Im Jahre 1732 veröffentlichte ich unter dem Namen „Richard Saudners“ erstmals ein Jahresbuch, meinen Almanach. Diesen führte ich etwa fünfundzwanzig Jahre lang fort und er wurde volkstümlicherweise der „Almanach des Armen Richard“ genannt.

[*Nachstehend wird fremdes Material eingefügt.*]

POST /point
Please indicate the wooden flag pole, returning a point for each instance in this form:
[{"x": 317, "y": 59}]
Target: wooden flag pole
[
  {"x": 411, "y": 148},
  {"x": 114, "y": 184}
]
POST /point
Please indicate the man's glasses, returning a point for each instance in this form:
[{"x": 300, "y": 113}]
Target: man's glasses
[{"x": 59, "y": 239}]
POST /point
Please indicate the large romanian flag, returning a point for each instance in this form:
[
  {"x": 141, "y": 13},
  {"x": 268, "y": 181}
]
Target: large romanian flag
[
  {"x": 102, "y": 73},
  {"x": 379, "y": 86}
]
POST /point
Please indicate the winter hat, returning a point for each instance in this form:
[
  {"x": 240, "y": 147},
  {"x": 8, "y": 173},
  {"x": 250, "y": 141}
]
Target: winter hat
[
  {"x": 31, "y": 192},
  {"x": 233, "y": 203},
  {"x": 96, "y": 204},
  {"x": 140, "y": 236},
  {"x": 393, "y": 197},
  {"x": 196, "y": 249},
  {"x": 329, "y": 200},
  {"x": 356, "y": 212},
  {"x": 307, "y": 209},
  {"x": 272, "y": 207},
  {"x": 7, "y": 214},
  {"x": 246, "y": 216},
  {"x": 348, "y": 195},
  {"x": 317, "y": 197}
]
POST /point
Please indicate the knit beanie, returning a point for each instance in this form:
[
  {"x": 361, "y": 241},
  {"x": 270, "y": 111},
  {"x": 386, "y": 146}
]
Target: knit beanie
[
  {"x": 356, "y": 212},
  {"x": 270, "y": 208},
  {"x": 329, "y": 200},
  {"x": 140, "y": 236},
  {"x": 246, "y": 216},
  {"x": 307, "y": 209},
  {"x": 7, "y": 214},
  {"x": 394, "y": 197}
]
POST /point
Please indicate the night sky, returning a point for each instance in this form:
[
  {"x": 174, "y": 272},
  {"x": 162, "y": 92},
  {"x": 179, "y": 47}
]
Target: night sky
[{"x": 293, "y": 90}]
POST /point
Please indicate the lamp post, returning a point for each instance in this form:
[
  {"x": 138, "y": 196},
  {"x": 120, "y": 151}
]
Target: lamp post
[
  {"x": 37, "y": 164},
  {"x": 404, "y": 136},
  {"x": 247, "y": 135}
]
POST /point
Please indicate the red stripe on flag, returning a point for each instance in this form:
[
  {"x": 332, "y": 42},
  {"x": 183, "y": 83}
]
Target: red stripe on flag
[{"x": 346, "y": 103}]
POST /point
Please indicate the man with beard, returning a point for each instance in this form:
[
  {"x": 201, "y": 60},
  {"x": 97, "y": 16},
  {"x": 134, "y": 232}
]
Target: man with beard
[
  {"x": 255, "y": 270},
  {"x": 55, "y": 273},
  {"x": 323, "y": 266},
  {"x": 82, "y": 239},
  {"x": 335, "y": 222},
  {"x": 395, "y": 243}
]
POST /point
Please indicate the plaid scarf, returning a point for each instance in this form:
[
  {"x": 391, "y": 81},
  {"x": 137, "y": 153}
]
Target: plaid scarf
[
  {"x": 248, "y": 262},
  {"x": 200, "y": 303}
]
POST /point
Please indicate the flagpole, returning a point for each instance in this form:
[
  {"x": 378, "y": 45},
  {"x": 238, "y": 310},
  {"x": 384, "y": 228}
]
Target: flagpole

Ich bemühte mich darum, ihn sowohl unterhaltsam als auch nützlich zu gestalten und mit der Zeit stieg die Nachfrage nach ihm so stark an, dass er mir auch in materieller Hinsicht einen beträchtlichen Gewinn einbrachte, da jedes Jahr knapp zehntausend Exemplare vertrieben wurden. Als ich bemerkte, dass dieser Almanach tatsächlich gelesen wurde (und es in der Provinz kaum eine Gegend gab, in der er nicht bekannt war), erschien es mir eine gute Idee, ihn als Instrument für die Vermittlung von Wissen unter den einfachen Leuten zu verwenden, da diese Möglichkeit von keiner anderen Publikation genutzt wurde.

Ich füllte deshalb all die kleinen Freiflächen zwischen den besonderen Kalendertagen mit Sprichwörtern, welche hauptsächlich mit Sparsamkeit und Fleiß zu tun hatten, um den Menschen auf diese Weise zu Wohlstand zu verhelfen und Tugenhaftigkeit zu fördern, da es für einen Not leidenden Menschen ja immer um einiges schwieriger ist, rechtschaffen zu handeln oder, um eines dieser Sprichwörter zu gebrauchen, es „für einen leeren Sack schwer ist, aufrecht zu stehen“. Sehr geschätzte Leserschaft!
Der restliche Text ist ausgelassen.